- И что теперь? - спрашивает мой думаю-он-мог-быть-моим парень.
- Ты когда-нибудь пил дешевое пиво, слушал хорошую музыку и целовался весь день под теплым солнышком на покрывале на поляне, окруженный парой сотен людей?
- Никогда не имел такого удовольствия.
Я поднимаю вверх стакан.
- Сегодня будешь.
Николас
Мы с Оливией, спотыкаясь, проходим через вращающуюся дверь в вестибюль «Плазы», держась за руки, украдкой целуемся и хихикаем, как два похотливых подростка, прогуливающих занятия ради быстрого секса в чулане для метел.
Лежа с ней на покрывале весь день, долго и медленно целуя ее, не заботясь о том, кто на нас смотрит - потому что никто и не смотрел - заставило меня отчаянно нуждаться в ней. И сильно. Господи, так сильно, что если в нашу сторону повернутся головы или камеры телефонов, мне плевать. Все, что меня волнует - это мой член, вжавшийся в джинсы, большой, горячий и изнывающий.
Ожидание. Было ли когда-нибудь слово более сладкое? Мне никогда не приходилось ждать - не этого. Я понятия не имел, что нагнетание, часы шипящего, дразнящего отсроченного удовлетворения, может быть таким пьянящим афродизиаком. Моя кровь кипит, а глаза Оливии сверкают-от страсти, игривости и голода.
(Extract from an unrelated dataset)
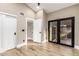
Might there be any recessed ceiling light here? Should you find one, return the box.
[37,3,40,9]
Мы входим в лифт, и в тот момент, когда двери за нами закрываются, я приподнимаю ее, прижимаю к стене и опустошаю ее рот - глубже, чем раньше. Она стонет вокруг моего языка, когда я трусь о нее, наслаждаясь давлением, которое не принесет никакого облегчения. Но оно прекрасно - даже волнующе - потому что я знаю, что скоро она будет обнажена и распростерта на моей кровати, и я смогу снова и снова входить в ее тесноту, пока мы оба не устанем. Или не развалим эту чертову кровать - смотря что случится раньше.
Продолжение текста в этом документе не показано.